My grand parents always called it Armistice Day



Tomorrow is Veterans’ Day, my grand parents always called it Armistice Day, "a day to be dedicated to the cause of world peace and to be thereafter celebrated and known as 'Armistice Day'."
I have never taken the time to list the number of family members that have been in the military but now having done so I am surprised at how long and varied a list it is.
My father and late father in-law, a disabled vet served in the Army in the Philippines during WW2. Four of my uncles and one aunt were in the Air Force, Navy and Army in WW2.One of the uncles, a chief petty officer was in the navy from 1932 to 1968.My sister’s late husband joined the Navy and was sent to Vietnam in 1968. Two cousins are Air force Colonels.

From the Guardian UK a Remembrance Day editorial this past weekend lamenting the erosion of the original purpose behind the Cenotaph war monument.
But it is also a corruption of the original intention of those who commissioned the first, temporary, Cenotaph and put it in the heart of Whitehall.
Their ambitious purpose was to impose on the very centre of imperial power the memory of the millions who had died in order to end war. It was to be a daily warning to the politicians who sent them to fight of the awful cost of war, an ambition whose futility was exposed in 1939. Instead, the dead were recast as soldiers in a just war, defenders of a free world.
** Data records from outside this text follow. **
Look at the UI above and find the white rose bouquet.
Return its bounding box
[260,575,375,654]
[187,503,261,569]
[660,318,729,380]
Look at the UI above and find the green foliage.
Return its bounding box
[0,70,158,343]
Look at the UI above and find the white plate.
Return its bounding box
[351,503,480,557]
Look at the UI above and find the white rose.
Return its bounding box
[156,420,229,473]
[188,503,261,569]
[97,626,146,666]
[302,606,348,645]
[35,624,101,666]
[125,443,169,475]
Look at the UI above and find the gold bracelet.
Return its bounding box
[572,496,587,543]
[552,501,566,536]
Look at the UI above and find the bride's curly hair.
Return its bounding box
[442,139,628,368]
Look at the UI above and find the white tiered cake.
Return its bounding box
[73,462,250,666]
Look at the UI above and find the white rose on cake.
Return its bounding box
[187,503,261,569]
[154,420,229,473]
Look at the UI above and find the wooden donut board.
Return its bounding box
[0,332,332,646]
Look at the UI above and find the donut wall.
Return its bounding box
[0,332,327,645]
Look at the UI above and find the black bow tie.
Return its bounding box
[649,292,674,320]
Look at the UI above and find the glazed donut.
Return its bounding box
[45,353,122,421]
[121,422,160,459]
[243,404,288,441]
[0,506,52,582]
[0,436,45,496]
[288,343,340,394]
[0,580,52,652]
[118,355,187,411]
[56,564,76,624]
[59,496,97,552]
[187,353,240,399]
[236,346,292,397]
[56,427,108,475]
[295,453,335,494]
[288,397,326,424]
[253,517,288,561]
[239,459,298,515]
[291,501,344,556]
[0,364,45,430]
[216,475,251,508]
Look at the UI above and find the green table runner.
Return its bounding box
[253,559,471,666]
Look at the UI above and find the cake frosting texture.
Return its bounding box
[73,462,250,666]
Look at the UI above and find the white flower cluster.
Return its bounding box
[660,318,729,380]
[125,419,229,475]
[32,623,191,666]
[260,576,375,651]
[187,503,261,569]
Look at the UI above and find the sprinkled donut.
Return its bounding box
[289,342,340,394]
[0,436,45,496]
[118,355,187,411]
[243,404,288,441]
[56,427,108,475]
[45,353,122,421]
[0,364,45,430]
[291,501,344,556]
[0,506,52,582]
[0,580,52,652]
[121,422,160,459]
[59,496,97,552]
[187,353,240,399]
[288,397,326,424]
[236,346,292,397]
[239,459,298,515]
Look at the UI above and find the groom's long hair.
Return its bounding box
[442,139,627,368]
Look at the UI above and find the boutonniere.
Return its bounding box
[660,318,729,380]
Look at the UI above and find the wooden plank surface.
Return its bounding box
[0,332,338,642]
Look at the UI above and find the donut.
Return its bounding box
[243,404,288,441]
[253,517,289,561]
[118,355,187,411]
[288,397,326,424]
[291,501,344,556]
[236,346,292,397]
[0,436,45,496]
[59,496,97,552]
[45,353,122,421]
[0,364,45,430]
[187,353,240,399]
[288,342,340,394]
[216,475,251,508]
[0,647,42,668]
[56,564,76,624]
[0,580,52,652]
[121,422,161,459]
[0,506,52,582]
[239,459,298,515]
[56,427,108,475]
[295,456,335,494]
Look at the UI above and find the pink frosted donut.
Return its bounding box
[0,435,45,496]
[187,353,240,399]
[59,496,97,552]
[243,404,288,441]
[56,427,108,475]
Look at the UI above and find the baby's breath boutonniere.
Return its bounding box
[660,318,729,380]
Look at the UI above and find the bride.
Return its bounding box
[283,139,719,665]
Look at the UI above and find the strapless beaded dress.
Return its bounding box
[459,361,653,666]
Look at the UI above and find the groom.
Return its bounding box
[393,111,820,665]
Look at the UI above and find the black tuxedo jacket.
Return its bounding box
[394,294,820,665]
A letter from the war to end all wars…………
What follows is part of a 92 year old letter I found in some family papers .
This letter was written in reply to my English great grandfather living in the USA from his brother Amos, fighting with the British Expeditionary Force in France March, 1917.
One final winter still remained in the war to end all wars.
I am hoping that this terrible war will soon cease and & I can settle down again, I think the news are looking fairly well soon [sic] & I sincerely hope this summer will see the close ,for I’m sure I don’t want to spend another winter out here ,the people here say it is the worst winter they have witnessed for many years & I can tell you what with the hard weather & the conditions we have had to put up with has been terrible, but still we must keep smiling & hope ,we long to come out victorious.

Dear Brother you ask me if there are any small comforts you could send me? It seems almost impossible for you to send me anything out here seeing that I was more than 5 weeks getting this letter, but I thank you very much for your offer as anything we receive out here from relatives are a luxury. I am pleased to tell you I get a box from home every fortnight which help me out considerably.
…… but I guess there is scarcely a family in England not represented here, but I do hope we shall see a speedy& victorious conclusion………
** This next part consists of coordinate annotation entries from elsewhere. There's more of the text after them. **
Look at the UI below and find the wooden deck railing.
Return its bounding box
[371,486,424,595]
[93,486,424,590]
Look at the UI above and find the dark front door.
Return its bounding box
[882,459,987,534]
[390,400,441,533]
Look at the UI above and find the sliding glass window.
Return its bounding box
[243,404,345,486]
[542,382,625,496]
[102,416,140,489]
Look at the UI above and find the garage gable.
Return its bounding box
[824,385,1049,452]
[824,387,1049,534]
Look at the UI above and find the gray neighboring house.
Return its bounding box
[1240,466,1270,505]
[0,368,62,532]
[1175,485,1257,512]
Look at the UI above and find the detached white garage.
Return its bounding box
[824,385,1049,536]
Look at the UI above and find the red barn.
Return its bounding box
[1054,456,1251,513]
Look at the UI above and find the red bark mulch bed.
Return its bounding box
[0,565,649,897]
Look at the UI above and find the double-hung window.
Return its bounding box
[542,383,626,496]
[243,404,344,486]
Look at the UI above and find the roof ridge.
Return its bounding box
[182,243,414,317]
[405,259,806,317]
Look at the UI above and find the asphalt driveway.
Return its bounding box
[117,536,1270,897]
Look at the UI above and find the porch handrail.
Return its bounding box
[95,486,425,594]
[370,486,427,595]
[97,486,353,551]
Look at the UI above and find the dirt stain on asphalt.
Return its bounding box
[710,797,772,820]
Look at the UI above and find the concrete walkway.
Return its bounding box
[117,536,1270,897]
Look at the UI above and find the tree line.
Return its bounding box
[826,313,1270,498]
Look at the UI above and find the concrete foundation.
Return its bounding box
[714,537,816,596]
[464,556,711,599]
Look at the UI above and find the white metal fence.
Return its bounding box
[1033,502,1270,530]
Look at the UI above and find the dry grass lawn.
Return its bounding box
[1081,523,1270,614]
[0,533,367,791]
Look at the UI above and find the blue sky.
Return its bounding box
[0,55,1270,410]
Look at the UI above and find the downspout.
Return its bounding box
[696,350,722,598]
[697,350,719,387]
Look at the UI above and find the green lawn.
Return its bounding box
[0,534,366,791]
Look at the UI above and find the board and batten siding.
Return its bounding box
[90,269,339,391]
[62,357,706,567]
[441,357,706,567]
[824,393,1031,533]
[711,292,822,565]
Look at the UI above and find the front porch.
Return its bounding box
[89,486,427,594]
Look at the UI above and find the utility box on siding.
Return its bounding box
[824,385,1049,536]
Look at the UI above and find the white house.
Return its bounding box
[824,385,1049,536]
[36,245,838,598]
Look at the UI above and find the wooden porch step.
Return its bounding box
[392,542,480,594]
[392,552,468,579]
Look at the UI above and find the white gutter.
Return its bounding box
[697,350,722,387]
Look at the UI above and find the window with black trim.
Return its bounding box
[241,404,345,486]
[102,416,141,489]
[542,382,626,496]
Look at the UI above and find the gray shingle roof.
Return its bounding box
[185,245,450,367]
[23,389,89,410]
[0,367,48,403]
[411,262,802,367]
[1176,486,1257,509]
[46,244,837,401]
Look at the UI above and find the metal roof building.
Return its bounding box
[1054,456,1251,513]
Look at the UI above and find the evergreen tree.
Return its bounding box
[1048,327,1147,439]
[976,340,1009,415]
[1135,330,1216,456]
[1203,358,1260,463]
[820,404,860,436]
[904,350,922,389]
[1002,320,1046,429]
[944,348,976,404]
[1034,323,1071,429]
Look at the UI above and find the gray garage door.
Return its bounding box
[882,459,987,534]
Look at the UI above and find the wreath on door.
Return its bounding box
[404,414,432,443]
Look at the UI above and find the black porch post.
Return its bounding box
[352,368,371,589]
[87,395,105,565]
I think I must now close for this time with fondest love & best wishes from your loving brother, Amos

1 comment:

  1. Current fallen British soldiers from the war in the Mideast travel in a modest motorcade through the countryside of England on their way to Oxford for autopies. It started with just one man on one street corner, now it's many people on many street corners along the way who bear witness to their passing. We need to see our dead and wounded soldiers in this country. No clinical autopsy could tell us more about why they died or were injured than to see them.